Hi All:

Thanks to Billie Rinaldi's help and some code diving, I've been able to get 
slider to advance the jmemcached task to the running state.  However, I don't 
think jmemcached is actually running (e.g. the port 11211 is not found by 
netstat or lsof).

I suspect something has gone awry during the launching of the container in 
slider, and I could use a bit of guidance regarding how to track this down.


If I understand correctly, slider is launching 2 containers, an application 
manager and the one that is supposed to run jmemcached.  I think the jmemcached 
container is failing and relaunching frequently under a different container ID, 
and that the container id  suffix is climbing (e.g. initially I think it was 
container_1493146167513_0001_01_000008 when I first checked, now the container 
name suffix ends in 0155.  In any case, I'm trying to understand what is 
happening, looking at:

http://quickstart.cloudera:8042/node/containerlogs/container_1493146167513_0001_01_000008/root/slider-agent.log/?start=0,
 I see that the container names

INFO 2017-04-25 19:31:51,440 main.py:85 - loglevel=logging.INFO
INFO 2017-04-25 19:31:51,440 main.py:96 - Newloglevel=logging.DEBUG
INFO 2017-04-25 19:31:51,440 main.py:242 - Using AGENT_WORK_ROOT = 
/var/lib/hadoop-yarn/cache/yarn/nm-local-dir/usercache/root/appcache/application_1493146167513_0001/container_1493146167513_0001_01_000008

INFO 2017-04-25 19:31:51,441 main.py:243 - Using AGENT_LOG_ROOT = 
/var/log/hadoop-yarn/containers/application_1493146167513_0001/container_1493146167513_0001_01_000008

[Omitting logs for brevity, Note that the container name below might be getting 
corrupted to now read container_1493146167513_0001_01_000008___MEMCACHED]

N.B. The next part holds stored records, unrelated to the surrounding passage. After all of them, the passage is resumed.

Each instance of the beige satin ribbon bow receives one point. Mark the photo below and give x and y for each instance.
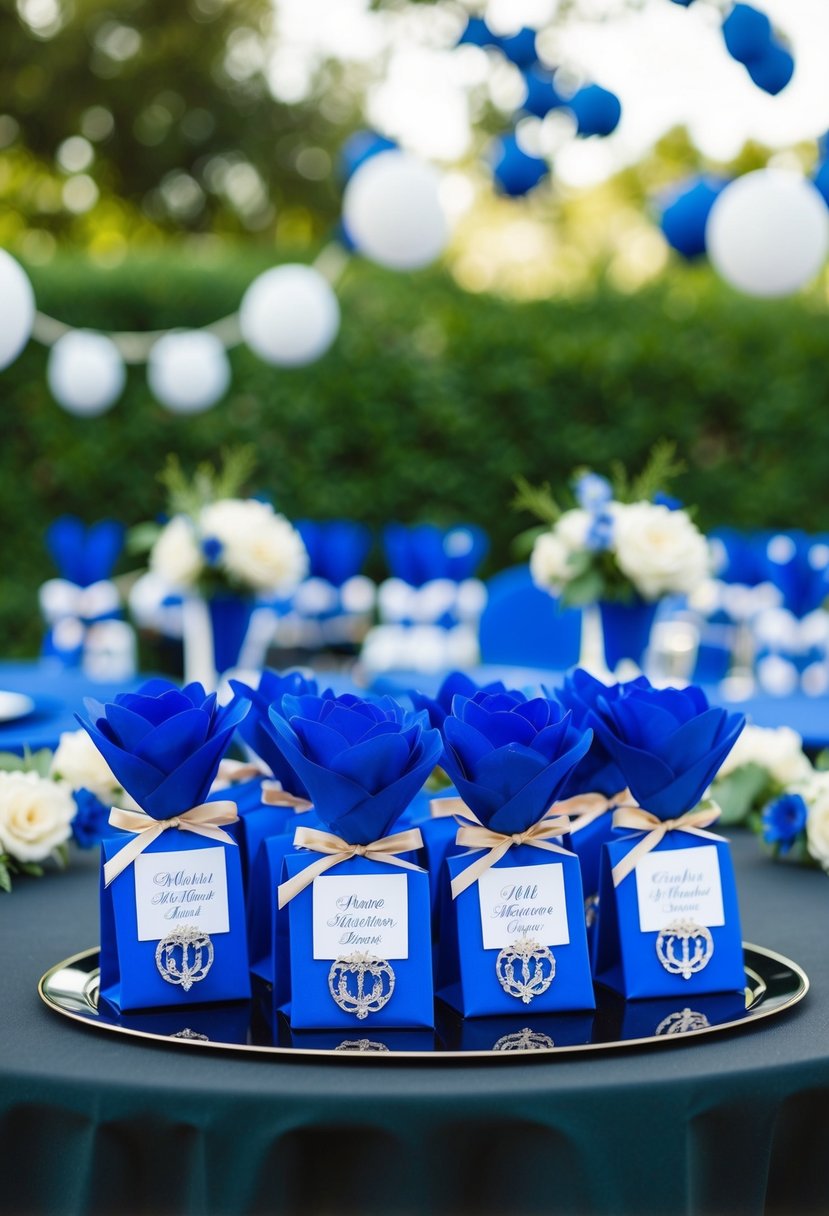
(585, 809)
(272, 794)
(203, 820)
(338, 850)
(643, 821)
(475, 836)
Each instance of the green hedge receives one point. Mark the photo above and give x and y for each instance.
(429, 404)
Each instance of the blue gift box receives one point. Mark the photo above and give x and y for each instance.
(520, 1032)
(626, 958)
(302, 988)
(130, 978)
(467, 978)
(264, 878)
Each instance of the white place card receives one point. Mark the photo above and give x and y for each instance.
(361, 913)
(181, 888)
(680, 884)
(523, 901)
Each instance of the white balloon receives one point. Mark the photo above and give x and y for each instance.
(85, 372)
(768, 232)
(393, 213)
(16, 309)
(187, 371)
(289, 315)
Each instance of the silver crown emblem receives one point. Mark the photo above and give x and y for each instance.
(684, 947)
(185, 956)
(682, 1022)
(361, 984)
(523, 1041)
(525, 969)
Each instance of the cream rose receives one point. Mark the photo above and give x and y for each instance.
(78, 763)
(659, 550)
(816, 795)
(777, 749)
(175, 557)
(550, 562)
(35, 815)
(259, 547)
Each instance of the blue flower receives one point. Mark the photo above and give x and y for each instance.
(669, 743)
(91, 821)
(163, 743)
(212, 550)
(255, 728)
(456, 684)
(509, 758)
(599, 534)
(592, 491)
(361, 761)
(784, 820)
(667, 500)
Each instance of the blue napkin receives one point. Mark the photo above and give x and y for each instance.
(84, 555)
(669, 743)
(163, 744)
(361, 761)
(255, 727)
(509, 758)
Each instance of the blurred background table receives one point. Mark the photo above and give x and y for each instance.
(99, 1124)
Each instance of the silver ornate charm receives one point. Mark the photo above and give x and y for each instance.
(684, 947)
(360, 1045)
(523, 1041)
(185, 956)
(525, 969)
(682, 1022)
(361, 984)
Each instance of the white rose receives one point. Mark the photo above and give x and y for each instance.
(659, 550)
(78, 763)
(573, 528)
(550, 562)
(817, 825)
(260, 549)
(777, 749)
(175, 557)
(35, 815)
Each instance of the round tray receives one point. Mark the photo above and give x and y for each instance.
(772, 985)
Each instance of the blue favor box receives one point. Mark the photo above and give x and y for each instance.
(130, 978)
(302, 983)
(626, 955)
(265, 876)
(467, 978)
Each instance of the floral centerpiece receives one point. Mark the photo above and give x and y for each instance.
(220, 551)
(49, 800)
(622, 545)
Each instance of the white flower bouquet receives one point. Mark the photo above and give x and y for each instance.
(621, 542)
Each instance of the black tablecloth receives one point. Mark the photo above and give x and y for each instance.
(732, 1124)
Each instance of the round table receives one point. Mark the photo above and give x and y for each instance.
(95, 1122)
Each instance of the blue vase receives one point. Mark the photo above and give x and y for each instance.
(626, 630)
(230, 617)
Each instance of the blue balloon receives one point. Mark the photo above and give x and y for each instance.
(748, 33)
(360, 147)
(541, 93)
(773, 71)
(686, 212)
(478, 33)
(822, 179)
(515, 170)
(520, 48)
(597, 110)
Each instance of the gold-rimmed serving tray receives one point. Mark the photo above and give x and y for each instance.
(773, 984)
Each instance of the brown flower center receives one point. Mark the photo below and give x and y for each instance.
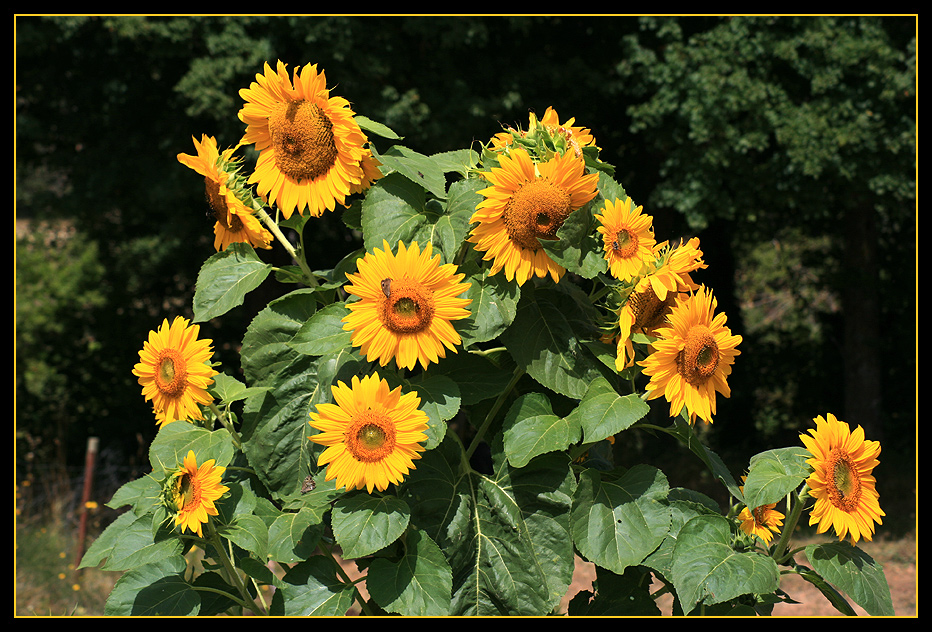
(698, 359)
(171, 376)
(536, 211)
(625, 244)
(216, 201)
(302, 137)
(187, 491)
(844, 489)
(370, 436)
(408, 306)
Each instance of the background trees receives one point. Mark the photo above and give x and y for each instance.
(786, 144)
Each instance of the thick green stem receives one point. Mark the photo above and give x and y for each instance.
(280, 236)
(232, 575)
(790, 525)
(226, 424)
(519, 373)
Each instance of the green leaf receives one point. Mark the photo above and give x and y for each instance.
(323, 332)
(363, 524)
(228, 389)
(855, 573)
(396, 209)
(505, 535)
(461, 161)
(707, 569)
(294, 536)
(311, 589)
(531, 429)
(493, 307)
(618, 595)
(476, 376)
(420, 169)
(686, 434)
(604, 413)
(276, 423)
(225, 278)
(374, 127)
(578, 246)
(618, 522)
(174, 440)
(546, 340)
(774, 474)
(156, 589)
(249, 533)
(266, 345)
(419, 584)
(440, 400)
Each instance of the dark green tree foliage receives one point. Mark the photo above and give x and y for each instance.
(789, 129)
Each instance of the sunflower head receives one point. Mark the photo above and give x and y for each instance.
(190, 491)
(372, 434)
(174, 371)
(692, 357)
(763, 522)
(842, 480)
(227, 196)
(312, 152)
(407, 302)
(628, 238)
(526, 204)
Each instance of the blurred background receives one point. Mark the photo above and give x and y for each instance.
(786, 144)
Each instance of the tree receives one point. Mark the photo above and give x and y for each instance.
(760, 125)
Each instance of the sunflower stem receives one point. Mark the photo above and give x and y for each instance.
(226, 424)
(476, 440)
(790, 526)
(280, 236)
(232, 575)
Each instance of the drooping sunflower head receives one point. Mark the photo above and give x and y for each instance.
(312, 152)
(763, 521)
(693, 356)
(407, 302)
(528, 203)
(372, 434)
(190, 492)
(174, 371)
(628, 238)
(842, 480)
(234, 221)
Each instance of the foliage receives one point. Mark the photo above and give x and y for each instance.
(533, 382)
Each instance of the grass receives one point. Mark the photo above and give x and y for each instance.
(46, 581)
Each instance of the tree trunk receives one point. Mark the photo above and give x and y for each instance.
(860, 303)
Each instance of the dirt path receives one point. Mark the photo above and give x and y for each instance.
(897, 557)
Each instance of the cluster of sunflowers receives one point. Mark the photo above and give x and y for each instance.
(313, 155)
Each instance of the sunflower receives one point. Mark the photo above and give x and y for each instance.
(525, 204)
(841, 481)
(655, 293)
(174, 371)
(234, 221)
(567, 135)
(692, 358)
(406, 302)
(311, 150)
(628, 236)
(192, 491)
(763, 521)
(372, 434)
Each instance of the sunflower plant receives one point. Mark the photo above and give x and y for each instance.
(427, 427)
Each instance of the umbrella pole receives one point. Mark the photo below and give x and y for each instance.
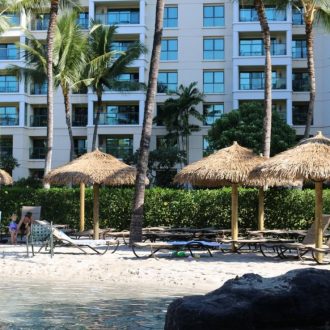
(82, 207)
(96, 190)
(234, 215)
(261, 209)
(318, 218)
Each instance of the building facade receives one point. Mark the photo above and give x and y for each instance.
(217, 44)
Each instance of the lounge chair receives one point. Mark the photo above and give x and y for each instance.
(297, 249)
(60, 238)
(150, 249)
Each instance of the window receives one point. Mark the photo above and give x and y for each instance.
(170, 17)
(299, 48)
(167, 82)
(39, 117)
(79, 115)
(213, 49)
(213, 15)
(8, 84)
(83, 20)
(123, 16)
(299, 113)
(213, 82)
(169, 50)
(120, 146)
(120, 115)
(8, 116)
(80, 146)
(8, 52)
(212, 112)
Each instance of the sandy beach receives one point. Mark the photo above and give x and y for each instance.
(202, 274)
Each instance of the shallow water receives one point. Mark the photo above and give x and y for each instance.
(56, 306)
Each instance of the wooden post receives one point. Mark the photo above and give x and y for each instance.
(318, 218)
(96, 190)
(234, 214)
(82, 207)
(261, 209)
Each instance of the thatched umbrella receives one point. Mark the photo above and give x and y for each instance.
(5, 178)
(227, 167)
(93, 168)
(309, 160)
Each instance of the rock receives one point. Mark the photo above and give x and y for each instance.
(297, 300)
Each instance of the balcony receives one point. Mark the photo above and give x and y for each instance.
(38, 152)
(79, 120)
(9, 52)
(251, 49)
(249, 14)
(38, 120)
(8, 120)
(119, 17)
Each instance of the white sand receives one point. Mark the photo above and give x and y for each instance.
(182, 274)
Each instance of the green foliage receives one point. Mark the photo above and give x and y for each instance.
(245, 126)
(170, 207)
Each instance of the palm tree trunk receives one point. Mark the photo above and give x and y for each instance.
(97, 119)
(267, 125)
(68, 120)
(142, 165)
(311, 73)
(50, 91)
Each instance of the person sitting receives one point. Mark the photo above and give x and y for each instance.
(25, 224)
(13, 229)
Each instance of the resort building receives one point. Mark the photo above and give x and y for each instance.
(217, 44)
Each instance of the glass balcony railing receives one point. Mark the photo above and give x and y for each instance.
(8, 120)
(259, 84)
(9, 53)
(119, 119)
(79, 120)
(38, 152)
(272, 14)
(38, 121)
(300, 85)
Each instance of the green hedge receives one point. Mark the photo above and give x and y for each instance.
(172, 207)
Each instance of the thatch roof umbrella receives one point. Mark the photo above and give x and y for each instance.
(93, 168)
(227, 167)
(309, 160)
(5, 178)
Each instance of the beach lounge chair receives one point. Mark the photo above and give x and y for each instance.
(60, 238)
(297, 249)
(148, 250)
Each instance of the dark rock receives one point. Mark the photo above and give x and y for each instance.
(297, 300)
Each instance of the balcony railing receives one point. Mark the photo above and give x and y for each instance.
(119, 119)
(259, 84)
(300, 85)
(38, 121)
(9, 53)
(119, 18)
(277, 49)
(272, 14)
(8, 120)
(79, 120)
(38, 152)
(9, 87)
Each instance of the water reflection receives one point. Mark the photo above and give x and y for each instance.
(54, 306)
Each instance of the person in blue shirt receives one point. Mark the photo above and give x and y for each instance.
(13, 228)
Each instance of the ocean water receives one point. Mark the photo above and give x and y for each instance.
(80, 306)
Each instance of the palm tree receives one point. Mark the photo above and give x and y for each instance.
(176, 114)
(69, 61)
(314, 11)
(267, 125)
(106, 64)
(142, 165)
(38, 5)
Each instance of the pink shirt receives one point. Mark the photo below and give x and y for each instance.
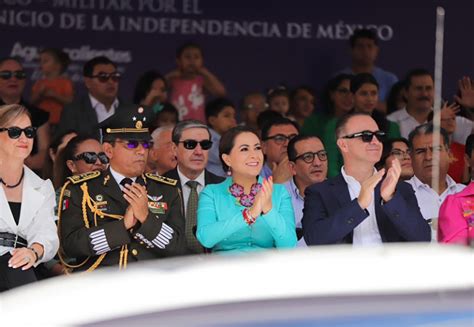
(187, 95)
(456, 217)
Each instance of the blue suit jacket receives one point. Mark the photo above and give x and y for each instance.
(329, 215)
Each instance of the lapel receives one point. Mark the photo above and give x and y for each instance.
(32, 197)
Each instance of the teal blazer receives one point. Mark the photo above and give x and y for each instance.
(221, 226)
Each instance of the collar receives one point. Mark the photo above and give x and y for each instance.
(200, 179)
(118, 177)
(95, 102)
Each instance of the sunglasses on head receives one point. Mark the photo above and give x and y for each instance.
(133, 144)
(192, 144)
(91, 157)
(367, 136)
(15, 132)
(7, 74)
(104, 77)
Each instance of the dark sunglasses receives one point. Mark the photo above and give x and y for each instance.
(308, 157)
(280, 138)
(15, 132)
(91, 157)
(7, 74)
(192, 144)
(367, 136)
(133, 144)
(104, 77)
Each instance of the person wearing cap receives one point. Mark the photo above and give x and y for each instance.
(120, 215)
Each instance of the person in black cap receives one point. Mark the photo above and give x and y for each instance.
(120, 215)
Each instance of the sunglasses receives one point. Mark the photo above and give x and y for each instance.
(7, 74)
(308, 157)
(15, 132)
(104, 77)
(280, 138)
(192, 144)
(133, 144)
(367, 136)
(91, 157)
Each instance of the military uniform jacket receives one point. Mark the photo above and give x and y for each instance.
(91, 229)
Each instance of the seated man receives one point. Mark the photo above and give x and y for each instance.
(357, 206)
(422, 152)
(309, 165)
(120, 215)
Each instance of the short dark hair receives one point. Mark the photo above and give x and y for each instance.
(185, 124)
(342, 122)
(227, 141)
(59, 55)
(427, 129)
(415, 73)
(144, 83)
(277, 121)
(214, 107)
(363, 33)
(387, 149)
(187, 45)
(360, 79)
(291, 150)
(89, 66)
(469, 145)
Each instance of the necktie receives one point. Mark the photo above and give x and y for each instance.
(191, 221)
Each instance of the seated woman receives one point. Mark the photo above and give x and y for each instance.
(28, 234)
(396, 148)
(456, 218)
(244, 213)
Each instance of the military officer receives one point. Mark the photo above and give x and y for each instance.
(120, 215)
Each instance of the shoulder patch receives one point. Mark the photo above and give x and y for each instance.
(162, 179)
(84, 177)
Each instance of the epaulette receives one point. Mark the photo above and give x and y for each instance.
(162, 179)
(84, 177)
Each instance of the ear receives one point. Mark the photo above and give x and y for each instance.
(226, 159)
(72, 166)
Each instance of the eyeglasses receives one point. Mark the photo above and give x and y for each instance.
(133, 144)
(308, 157)
(15, 132)
(401, 154)
(280, 138)
(192, 144)
(367, 136)
(7, 74)
(104, 77)
(91, 157)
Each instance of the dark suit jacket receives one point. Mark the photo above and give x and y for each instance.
(329, 215)
(80, 117)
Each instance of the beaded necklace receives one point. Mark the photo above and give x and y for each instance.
(245, 199)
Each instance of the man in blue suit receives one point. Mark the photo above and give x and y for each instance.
(360, 206)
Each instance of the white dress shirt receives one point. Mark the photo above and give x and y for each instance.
(367, 232)
(464, 126)
(186, 189)
(101, 111)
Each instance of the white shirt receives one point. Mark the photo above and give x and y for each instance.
(101, 111)
(464, 126)
(367, 232)
(186, 189)
(118, 177)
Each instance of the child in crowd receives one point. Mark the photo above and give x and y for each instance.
(189, 82)
(278, 100)
(54, 89)
(220, 116)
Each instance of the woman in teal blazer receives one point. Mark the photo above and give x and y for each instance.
(244, 213)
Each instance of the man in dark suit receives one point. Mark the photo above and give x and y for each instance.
(357, 206)
(84, 115)
(192, 141)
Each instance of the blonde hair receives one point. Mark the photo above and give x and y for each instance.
(10, 112)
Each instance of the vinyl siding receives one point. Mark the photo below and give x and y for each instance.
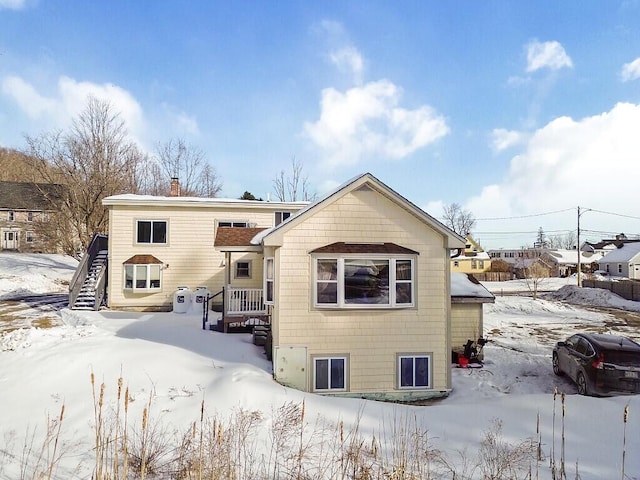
(371, 337)
(189, 257)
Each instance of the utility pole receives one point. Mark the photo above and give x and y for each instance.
(579, 273)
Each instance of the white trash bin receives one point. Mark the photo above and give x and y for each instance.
(181, 300)
(198, 298)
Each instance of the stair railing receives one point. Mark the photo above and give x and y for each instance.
(98, 242)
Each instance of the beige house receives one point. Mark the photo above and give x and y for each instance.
(357, 286)
(472, 259)
(157, 244)
(361, 296)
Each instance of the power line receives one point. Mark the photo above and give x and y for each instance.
(526, 216)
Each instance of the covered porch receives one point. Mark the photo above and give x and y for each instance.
(243, 295)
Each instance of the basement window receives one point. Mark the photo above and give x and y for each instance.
(143, 273)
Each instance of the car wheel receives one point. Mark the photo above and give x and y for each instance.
(556, 365)
(581, 382)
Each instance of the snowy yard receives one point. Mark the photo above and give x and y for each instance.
(169, 358)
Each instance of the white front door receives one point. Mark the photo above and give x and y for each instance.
(10, 240)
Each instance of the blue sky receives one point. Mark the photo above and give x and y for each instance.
(519, 111)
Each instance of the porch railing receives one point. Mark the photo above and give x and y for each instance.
(242, 301)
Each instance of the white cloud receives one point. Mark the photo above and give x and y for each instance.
(589, 162)
(503, 139)
(349, 60)
(631, 71)
(549, 55)
(367, 121)
(13, 4)
(69, 99)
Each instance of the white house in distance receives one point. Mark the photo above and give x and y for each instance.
(623, 261)
(356, 286)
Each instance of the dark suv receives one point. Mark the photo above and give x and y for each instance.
(599, 364)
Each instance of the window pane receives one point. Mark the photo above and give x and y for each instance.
(406, 372)
(141, 276)
(337, 373)
(322, 374)
(422, 372)
(154, 276)
(366, 281)
(159, 232)
(269, 272)
(144, 232)
(403, 293)
(403, 269)
(269, 290)
(327, 269)
(327, 292)
(128, 276)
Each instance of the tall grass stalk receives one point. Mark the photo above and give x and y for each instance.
(624, 438)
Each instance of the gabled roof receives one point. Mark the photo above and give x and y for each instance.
(142, 260)
(622, 254)
(344, 247)
(363, 181)
(236, 238)
(28, 196)
(466, 289)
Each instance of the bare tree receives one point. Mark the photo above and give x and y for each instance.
(293, 186)
(457, 219)
(533, 268)
(93, 160)
(197, 178)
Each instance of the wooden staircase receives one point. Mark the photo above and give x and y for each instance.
(88, 287)
(86, 299)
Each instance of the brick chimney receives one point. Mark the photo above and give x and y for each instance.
(175, 187)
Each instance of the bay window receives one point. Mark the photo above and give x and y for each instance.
(364, 281)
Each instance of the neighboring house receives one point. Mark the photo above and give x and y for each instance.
(472, 259)
(564, 263)
(22, 207)
(357, 285)
(624, 261)
(518, 256)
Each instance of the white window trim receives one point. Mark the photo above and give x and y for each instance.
(152, 220)
(340, 281)
(249, 269)
(399, 358)
(233, 223)
(345, 358)
(269, 280)
(148, 287)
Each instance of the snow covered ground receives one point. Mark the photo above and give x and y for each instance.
(169, 358)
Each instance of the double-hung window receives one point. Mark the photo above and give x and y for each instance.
(243, 269)
(142, 277)
(364, 280)
(143, 273)
(330, 374)
(268, 280)
(414, 371)
(151, 231)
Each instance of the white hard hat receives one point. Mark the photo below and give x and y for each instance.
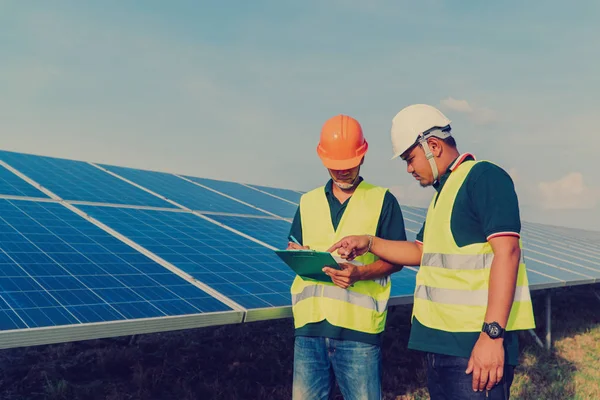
(416, 123)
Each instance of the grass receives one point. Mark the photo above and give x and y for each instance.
(254, 361)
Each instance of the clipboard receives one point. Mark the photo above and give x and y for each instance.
(309, 263)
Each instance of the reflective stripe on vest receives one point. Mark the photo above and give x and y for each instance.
(460, 261)
(461, 297)
(363, 306)
(452, 285)
(337, 293)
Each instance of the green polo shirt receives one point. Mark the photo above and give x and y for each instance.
(390, 226)
(486, 205)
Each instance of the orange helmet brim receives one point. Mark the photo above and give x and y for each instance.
(342, 164)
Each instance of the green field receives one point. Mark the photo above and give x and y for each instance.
(254, 361)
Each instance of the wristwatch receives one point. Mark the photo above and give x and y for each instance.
(493, 330)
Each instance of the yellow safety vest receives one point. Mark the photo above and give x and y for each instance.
(362, 307)
(452, 283)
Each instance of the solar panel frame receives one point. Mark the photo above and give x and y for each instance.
(193, 242)
(293, 196)
(546, 252)
(12, 185)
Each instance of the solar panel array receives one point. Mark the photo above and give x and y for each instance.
(90, 250)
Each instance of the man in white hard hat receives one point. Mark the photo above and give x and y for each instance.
(472, 292)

INFO 2017-04-25 19:31:51,478 NetUtil.py:67 - DEBUG: Trying to connect to the 
server at https://quickstart.cloudera:34593/ws/v1/slider/agents/
INFO 2017-04-25 19:31:51,478 NetUtil.py:38 - Connecting to the following url 
https://quickstart.cloudera:34593/ws/v1/slider/agents/
INFO 2017-04-25 19:31:51,536 NetUtil.py:45 - Calling url received 200
DEBUG 2017-04-25 19:31:51,537 Controller.py:63 - Initializing Controller RPC 
thread.
INFO 2017-04-25 19:31:51,539 Controller.py:137 - Registering with the server at 
https://quickstart.cloudera:40959/ws/v1/slider/agents/container_1493146167513_0001_01_000008___MEMCACHED/register
 with data '{"actualState": 0, "logFolders": {}, "agentVersion": "1", 
"allocatedPorts": {}, "timestamp": 1493148711538, "expectedState": 0, "tags": 
"", "responseId": -1, "publicHostname": "quickstart.cloudera", "label": 
"container_1493146167513_0001_01_000008___MEMCACHED"}'
INFO 2017-04-25 19:31:51,539 security.py:89 - SSL Connect being called.. 
connecting to the server
INFO 2017-04-25 19:31:51,604 security.py:51 - SSL connection established. 
Two-way SSL authentication is turned off on the server.
INFO 2017-04-25 19:31:51,607 Controller.py:180 - Unable to connect to: 
https://quickstart.cloudera:40959/ws/v1/slider/agents/container_1493146167513_0001_01_000008___MEMCACHED/register
Traceback (most recent call last):
  File 
"/var/lib/hadoop-yarn/cache/yarn/nm-local-dir/usercache/root/appcache/application_1493146167513_0001/filecache/21/slider-agent.tar.gz/slider-agent/agent/Controller.py",
 line 139, in registerWithServer
    regResp = json.loads(response)
  File "/usr/lib64/python2.7/json/__init__.py", line 338, in loads
    return _default_decoder.decode(s)
  File "/usr/lib64/python2.7/json/decoder.py", line 366, in decode
    obj, end = self.raw_decode(s, idx=_w(s, 0).end())
  File "/usr/lib64/python2.7/json/decoder.py", line 384, in raw_decode
    raise ValueError("No JSON object could be decoded")
ValueError: No JSON object could be decoded

Any idea how I can better debug this and analyze this?

With best regards:

Bill
________________________________
From: Foolish Ewe <foolish...@hotmail.com>
Sent: Wednesday, April 19, 2017 1:35 AM
To: dev@slider.incubator.apache.org
Subject: Trying to get he memcached example to run for a new build

Hello All:


I'm trying to run the memcached example locally but it fails pretty quick and 
claims "protobuf-java-2.5.0.jar does not exist".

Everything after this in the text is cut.